Edx Course Review: Data Science for Aec
Written by: Yiyu Chen, Sustainability Engineer (LinkedIn)
As a building energy modeling professional, I find myself constantly needing to deal with an abundance of data: energy simulation results, metered energy data, and so on. This type of information can easily consume hundreds of gigabytes of hard drive space. I’m not here to complain about the size of the data. I’m trying to discover additional opportunities to make the best use of these resources. If you are an analytical person like me, here is an edX course for you!
The course is called, “Data Science for Construction, Architecture, and Engineering.” As self-explanatory as the name is, the five-week online course aims to bring the beauty of data science into the AEC industry. It is obvious: information is becoming more and more important in our industry. The emergence of Building Information Modeling has almost revolutionized the design process. Smart meters have been deployed more often in new construction buildings, energy modeling software is producing detailed results on a sub-hourly basis.

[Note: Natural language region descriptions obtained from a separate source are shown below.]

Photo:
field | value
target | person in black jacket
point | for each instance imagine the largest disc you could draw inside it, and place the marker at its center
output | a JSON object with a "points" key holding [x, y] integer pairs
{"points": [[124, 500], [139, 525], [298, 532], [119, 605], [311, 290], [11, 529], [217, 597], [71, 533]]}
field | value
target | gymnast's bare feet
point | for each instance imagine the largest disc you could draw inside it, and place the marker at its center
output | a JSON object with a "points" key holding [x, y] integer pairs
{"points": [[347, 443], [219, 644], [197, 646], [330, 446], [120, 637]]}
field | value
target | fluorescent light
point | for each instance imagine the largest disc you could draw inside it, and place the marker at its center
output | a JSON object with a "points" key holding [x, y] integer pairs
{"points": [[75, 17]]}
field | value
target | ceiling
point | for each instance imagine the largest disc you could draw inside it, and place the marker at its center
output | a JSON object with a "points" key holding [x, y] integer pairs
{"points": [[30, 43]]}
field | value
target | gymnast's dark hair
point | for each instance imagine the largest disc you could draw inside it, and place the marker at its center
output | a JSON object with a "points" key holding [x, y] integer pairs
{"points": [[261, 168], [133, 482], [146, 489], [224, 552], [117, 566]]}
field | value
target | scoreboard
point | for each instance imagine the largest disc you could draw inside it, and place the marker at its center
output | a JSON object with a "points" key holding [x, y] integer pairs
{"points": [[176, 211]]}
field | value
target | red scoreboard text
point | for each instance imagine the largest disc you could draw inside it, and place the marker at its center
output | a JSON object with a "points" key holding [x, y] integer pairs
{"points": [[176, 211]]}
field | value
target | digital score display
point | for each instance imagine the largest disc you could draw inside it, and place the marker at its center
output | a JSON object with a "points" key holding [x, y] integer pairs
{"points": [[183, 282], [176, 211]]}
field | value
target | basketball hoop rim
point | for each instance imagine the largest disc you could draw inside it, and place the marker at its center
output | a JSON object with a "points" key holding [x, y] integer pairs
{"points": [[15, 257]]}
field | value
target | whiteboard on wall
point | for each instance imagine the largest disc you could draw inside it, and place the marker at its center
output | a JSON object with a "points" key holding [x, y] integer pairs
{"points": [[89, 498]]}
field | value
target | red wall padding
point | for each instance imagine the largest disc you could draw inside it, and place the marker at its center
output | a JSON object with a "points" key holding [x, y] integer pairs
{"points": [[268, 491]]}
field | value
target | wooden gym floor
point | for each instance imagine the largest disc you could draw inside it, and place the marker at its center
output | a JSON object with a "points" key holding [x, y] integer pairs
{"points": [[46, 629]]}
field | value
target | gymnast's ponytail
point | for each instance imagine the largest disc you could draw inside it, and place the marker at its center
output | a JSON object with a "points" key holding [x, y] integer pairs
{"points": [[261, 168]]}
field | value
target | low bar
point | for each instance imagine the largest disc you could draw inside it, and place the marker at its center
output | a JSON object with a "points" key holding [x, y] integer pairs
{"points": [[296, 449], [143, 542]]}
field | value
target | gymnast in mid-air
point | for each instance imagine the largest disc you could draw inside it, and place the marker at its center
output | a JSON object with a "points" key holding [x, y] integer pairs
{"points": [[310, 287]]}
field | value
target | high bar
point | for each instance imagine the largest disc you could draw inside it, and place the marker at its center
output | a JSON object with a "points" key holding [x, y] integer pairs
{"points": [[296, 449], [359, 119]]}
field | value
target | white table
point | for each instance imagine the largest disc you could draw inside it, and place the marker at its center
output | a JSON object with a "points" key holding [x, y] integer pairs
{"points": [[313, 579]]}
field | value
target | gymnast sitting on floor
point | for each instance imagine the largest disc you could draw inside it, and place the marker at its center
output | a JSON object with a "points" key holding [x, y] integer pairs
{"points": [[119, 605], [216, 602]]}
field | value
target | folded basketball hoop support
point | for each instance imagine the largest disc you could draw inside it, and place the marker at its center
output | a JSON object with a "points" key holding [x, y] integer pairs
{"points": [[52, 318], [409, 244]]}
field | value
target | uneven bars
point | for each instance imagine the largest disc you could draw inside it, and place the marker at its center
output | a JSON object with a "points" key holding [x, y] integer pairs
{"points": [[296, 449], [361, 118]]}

Is there a better time to learn some data science skills and leverage them to these abundant resources?
The course is structured from basic to advanced so that everyone can follow along. Essentially, this is a programming class, from which you will be learning basic coding skills and applying them to real-world collections of building-specific data as the course progresses. Here is what each week has to offer, along with some of the use cases that excite me.
Week 1.
This week, you will be introduced to Python, one of the (if not “the”) most popular programming languages for data analysis. If you are already familiar with Python, this week is easy and will go fast for you. I had recently completed another online Intro to Python course. The instructor introduces Python fundamentals, such as syntax, variables, control statements, simple arithmetic, functions, and so on. It is crucial that you have a good grasp of Python fundamentals since the rest of the course is built on top of this programming language. This basic Python programming skill is useful for me as an energy modeler.
Use Case: Develop scripts in energy modeling software. The software we use offers a Python API in which the user can develop many scripts to expedite the workflow or do even more powerful things. We have been writing Python scripts to retrieve model data (e.g. climate and site information, room internal loads) and automatically generating workbooks in “xlsx” format that contain all the model information. With this script, we no longer need to “manually” put together all the tables we put in reports for our clients. It’s just one click away!
The Python basics are only briefly introduced in the first week. A more in-depth course is recommended to further strengthen your Python skill.
Week 2.
In the second week, a Python library called “pandas” is introduced. It is an open-source data analysis tool built on top of the Python programming language.
This week is where hands-on data analysis takes place. You will be learning pandas fundamentals, such as how to read a csv file from a directory, how to create a data frame, read a specific column or row, how to combine data frames together, and so on. Since this week is focused on dealing with design phase energy simulation data, all the exercises are performed on real energy modeling results. You are asked to compare simulation data between different energy efficiency measures, describe differences, and draw conclusions.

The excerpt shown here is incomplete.